International mobile phone network operator Vodafone has revealed the scale of government surveillance of its customers across the world.
The company has published a report covering the 29 countries where it does business, detailing the requests made by various governments for access to data about customer communications.
That law enforcement and intelligence agencies request this data is hardly new. But Vodafone said the evolution of communications technology — and the desire of governments to tap into it — has created a tension between citizens' right to privacy and the state's need to ensure safety and security. Concerns about widespread surveillance and habitual data harvesting by intelligence agencies have triggered a debate about the scale and legitimacy of such monitoring.
While in most places Vodafone retains control over the systems used for lawful interception of communications, it revealed that in a small number of countries where it operates (which it did not name), the authorities have direct access to an operator's network, bypassing the telco completely.
As a result, in those countries, government authorities have complete and permanent access to all customer communications via their own direct link — without needing a warrant for the interception.
The report focuses on the two categories of law enforcement demands that account for the overwhelming majority of all such activity: lawful interception and access to communications data.
The company said that it does refuse to comply with demands that are fall into the other category of demands: the unlawful ones.
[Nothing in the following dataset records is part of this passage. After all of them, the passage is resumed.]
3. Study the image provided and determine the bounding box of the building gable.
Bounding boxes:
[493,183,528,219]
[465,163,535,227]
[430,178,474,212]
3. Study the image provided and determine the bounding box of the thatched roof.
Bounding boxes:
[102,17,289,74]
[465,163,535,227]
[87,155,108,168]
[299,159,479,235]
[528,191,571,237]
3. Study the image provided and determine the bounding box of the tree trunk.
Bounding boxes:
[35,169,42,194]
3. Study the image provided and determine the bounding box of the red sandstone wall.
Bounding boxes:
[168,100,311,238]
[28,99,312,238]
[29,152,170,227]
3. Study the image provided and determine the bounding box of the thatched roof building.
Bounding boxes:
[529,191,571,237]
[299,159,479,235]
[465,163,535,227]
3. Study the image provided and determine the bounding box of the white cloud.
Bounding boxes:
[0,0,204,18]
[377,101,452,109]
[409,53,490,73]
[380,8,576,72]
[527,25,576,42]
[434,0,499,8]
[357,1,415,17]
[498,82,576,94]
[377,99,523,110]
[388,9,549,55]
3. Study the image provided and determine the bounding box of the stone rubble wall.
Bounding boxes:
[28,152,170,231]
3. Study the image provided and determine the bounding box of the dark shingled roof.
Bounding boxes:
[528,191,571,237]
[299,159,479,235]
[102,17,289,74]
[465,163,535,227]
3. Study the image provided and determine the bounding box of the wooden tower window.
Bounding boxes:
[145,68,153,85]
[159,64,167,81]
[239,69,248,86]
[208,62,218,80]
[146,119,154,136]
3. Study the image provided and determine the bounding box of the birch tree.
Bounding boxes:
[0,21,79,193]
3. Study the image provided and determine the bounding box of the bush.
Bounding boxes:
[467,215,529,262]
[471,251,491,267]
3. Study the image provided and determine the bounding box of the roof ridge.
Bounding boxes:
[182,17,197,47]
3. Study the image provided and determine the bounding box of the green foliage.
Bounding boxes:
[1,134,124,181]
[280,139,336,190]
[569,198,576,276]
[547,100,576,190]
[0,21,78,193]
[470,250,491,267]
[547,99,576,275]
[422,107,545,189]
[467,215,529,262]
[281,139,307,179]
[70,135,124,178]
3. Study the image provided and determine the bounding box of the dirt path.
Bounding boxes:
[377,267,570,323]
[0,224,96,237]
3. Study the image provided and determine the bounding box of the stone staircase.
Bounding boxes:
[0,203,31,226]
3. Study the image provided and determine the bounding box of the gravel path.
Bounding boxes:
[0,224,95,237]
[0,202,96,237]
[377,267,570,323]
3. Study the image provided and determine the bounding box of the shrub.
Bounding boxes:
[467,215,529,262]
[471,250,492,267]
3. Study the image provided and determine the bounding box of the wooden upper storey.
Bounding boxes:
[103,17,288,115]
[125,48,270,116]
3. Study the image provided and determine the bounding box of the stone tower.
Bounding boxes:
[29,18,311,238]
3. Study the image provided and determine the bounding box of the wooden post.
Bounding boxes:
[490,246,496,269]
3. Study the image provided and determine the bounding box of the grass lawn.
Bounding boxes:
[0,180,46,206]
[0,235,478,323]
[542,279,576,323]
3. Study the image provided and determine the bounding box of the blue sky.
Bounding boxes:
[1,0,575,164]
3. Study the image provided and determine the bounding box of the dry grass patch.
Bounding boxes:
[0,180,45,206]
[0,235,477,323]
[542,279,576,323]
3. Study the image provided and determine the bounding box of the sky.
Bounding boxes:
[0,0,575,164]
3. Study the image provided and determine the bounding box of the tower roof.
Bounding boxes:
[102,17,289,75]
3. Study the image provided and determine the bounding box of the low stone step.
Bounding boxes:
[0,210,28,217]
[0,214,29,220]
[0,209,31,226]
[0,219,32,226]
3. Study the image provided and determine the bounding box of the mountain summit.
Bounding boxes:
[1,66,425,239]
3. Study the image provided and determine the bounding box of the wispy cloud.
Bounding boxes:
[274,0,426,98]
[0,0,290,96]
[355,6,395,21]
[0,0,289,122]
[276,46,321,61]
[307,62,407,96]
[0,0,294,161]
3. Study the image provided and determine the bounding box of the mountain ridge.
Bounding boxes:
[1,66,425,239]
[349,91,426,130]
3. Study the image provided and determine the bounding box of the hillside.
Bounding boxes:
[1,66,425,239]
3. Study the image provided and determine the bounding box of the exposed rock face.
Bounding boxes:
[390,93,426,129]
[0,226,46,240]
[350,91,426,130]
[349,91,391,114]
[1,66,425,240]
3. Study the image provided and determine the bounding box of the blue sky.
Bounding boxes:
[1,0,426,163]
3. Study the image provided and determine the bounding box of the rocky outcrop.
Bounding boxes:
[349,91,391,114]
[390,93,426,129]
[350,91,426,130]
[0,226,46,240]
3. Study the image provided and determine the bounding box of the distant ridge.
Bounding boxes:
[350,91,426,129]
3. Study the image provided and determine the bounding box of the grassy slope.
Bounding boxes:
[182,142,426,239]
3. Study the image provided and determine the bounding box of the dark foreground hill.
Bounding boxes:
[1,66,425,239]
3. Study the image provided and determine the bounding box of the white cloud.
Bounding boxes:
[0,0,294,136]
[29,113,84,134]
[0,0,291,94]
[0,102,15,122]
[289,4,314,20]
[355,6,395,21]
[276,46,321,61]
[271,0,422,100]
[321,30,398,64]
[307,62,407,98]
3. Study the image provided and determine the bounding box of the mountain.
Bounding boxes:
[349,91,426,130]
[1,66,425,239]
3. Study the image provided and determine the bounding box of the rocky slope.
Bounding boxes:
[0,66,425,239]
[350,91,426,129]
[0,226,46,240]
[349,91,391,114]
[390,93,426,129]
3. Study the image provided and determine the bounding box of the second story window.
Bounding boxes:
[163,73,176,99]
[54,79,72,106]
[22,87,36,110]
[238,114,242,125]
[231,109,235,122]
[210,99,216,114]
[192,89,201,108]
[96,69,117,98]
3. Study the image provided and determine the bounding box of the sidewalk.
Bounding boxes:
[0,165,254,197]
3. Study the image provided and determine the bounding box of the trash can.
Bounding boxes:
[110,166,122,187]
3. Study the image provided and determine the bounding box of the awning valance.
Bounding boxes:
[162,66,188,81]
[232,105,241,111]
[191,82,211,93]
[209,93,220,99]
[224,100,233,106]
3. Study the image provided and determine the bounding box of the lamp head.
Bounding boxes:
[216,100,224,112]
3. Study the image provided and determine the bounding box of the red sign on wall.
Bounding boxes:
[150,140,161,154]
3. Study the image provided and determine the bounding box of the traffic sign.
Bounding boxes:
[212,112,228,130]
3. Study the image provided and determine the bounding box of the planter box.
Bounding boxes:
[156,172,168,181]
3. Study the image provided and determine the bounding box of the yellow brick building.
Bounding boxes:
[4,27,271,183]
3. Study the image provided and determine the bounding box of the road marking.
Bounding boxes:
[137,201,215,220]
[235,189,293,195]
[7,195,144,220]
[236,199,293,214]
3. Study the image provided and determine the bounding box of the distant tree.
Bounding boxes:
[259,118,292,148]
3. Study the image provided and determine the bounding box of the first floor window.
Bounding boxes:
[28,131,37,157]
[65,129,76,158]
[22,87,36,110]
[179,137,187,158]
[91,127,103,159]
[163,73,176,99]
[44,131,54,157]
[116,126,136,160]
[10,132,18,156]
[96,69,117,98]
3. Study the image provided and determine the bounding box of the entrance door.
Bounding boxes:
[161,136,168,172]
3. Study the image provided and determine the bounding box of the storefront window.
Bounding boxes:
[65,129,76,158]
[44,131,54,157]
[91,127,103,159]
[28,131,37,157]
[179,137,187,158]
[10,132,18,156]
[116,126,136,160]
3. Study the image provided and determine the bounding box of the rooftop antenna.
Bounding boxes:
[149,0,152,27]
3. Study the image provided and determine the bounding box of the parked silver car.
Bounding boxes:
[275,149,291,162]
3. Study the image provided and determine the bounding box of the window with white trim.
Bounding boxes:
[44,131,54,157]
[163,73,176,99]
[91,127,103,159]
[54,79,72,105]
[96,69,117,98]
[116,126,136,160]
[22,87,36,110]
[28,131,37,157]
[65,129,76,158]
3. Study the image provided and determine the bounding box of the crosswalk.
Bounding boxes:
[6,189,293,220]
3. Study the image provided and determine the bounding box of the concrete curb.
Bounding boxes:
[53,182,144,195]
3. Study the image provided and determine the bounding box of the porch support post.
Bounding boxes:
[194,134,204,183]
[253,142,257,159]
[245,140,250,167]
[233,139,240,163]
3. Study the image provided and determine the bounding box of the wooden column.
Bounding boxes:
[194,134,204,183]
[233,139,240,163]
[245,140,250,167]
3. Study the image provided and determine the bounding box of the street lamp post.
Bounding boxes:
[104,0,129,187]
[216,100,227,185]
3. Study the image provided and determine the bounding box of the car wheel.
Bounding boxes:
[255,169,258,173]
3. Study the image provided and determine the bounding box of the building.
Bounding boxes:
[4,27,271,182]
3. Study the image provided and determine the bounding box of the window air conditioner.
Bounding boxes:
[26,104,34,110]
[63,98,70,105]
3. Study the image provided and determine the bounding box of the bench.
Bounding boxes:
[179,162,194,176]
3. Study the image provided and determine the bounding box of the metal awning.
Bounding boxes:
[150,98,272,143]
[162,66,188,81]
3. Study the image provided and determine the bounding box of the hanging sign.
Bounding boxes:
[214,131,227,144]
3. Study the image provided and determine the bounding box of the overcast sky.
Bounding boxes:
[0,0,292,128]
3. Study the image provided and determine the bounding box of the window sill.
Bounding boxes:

It said the majority of rejections it issues tend to be for defects in the legal process or documentation, or in response to demands issued under inappropriate legal powers.
But is also noted handling such demands can be difficult for the operator: "the powers in question are often used in the context of highly sensitive and contentious developments — for example, during major civil unrest or an election period — which means that Vodafone colleagues dealing with the authorities in the country in question can be put at risk for rejecting a demand on the basis that it is not fully compliant with the law."
The company said that while it wanted to publish the data for all of the countries on a coherent basis, "after months of detailed analysis, it has become clear that there is, in fact, very little coherence and consistency in law and agency and authority practice, even between neighbouring EU member states". Governments should do a better job of disclosing their surveillance activities themselves, it added.
The company said in the case of at least 10 of the 29 countries covered, it was the first time that this kind of information has been placed into the public domain by a mobile operator.
In its country-by-country list it details the number of warrants issued to its local businesses as the most reliable measure of activity currently available. But the company warned it is hard to reach conclusions about the levels of survelliance from those figures, as each warrant can target any number of different subscribers, different communications services, and devices.
The also company pointed out that there trying to shine a light on the murky area of government surveillance can have consequences. "Our decision to make the disclosures set out in this report is therefore not without risk. In some countries, providing what to many observers would seem to be relatively anodyne information about the legal powers and processes used by agencies and authorities could lead to criminal sanctions against Vodafone employees."
The full list of countries and details of intercept requests can be found in Vodafone's Law Enforcement Disclosure Report.